Acne is usually diagnosed through a skin exam, but hormonal and blood tests can reveal underlying causes, especially in complex cases. These tests are recommended for adult acne, severe or cystic acne, or when standard treatments fail.

For example, women struggling with irregular periods, excess facial hair or infertility may have conditions like polycystic ovary syndrome (PCOS) that also contribute to persistent acne. Understanding these test results helps clinicians tailor treatment plans to address root causes, leading to more effective, personalized care.

Common Hormonal and Blood Tests for Acne

To accurately identify the underlying causes of persistent or severe acne, clinicians may order several hormonal and blood tests. These tests can reveal imbalances that contribute to acne development and guide more targeted treatments.

Androgen Level Tests (Testosterone, DHEA-S)

Androgens like testosterone and DHEA-S (dehydroepiandrosterone sulfate) regulate sebum (oil) production. Excessive androgen levels can lead to overactive sebaceous glands causing clogged pores and inflammation, which are key contributors to acne.

These tests are useful for identifying hormonal imbalances linked to severe acne, especially in women with conditions like PCOS.

Luteinizing Hormone (LH) and Follicle-Stimulating Hormone (FSH)

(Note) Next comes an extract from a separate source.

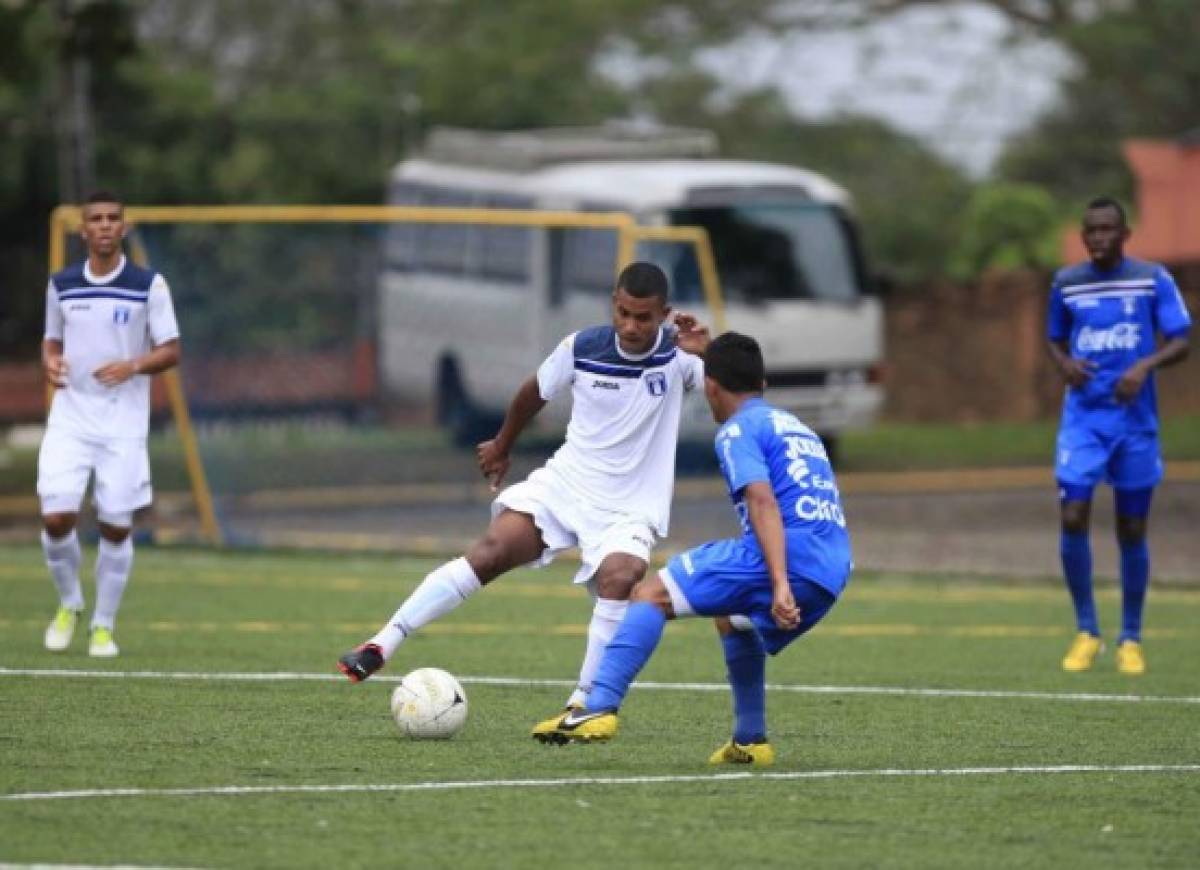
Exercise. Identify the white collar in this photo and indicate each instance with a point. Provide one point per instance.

LH and FSH are vital for reproductive health and hormone regulation. In cases of hormonal acne, imbalances between these two hormones can be a sign of conditions like PCOS. 

PCOS disrupts a woman’s normal hormonal balance, leads to increased androgen production, causes acne and may cause infertility.

Insulin and Blood Sugar Levels

Insulin resistance, commonly assessed through fasting glucose, insulin levels, and HOMA-IR (Homeostatic Model Assessment of Insulin Resistance), is closely linked to elevated androgen levels. Insulin resistance can exacerbate hormonal imbalances, contributing to acne.

Cortisol and Stress Hormone Tests

Cortisol, the body’s main stress hormone, is often tested when stress is suspected to be a major factor in acne flare-ups. Chronic stress elevates cortisol levels, which in turn increases oil production and leads to inflammation, triggering breakouts.

Reducing stress and normalizing cortisol levels can prevent acne flare-ups and improve overall skin health.

Thyroid Function Tests

Thyroid function tests, including anti-thyroid peroxidase antibodies (Anti-TPO), anti-thyroglobulin antibodies (Anti-TG), TSH (thyroid-stimulating hormone), T3, and T4, help diagnose thyroid imbalances like autoimmune thyroiditis which can worsen acne. 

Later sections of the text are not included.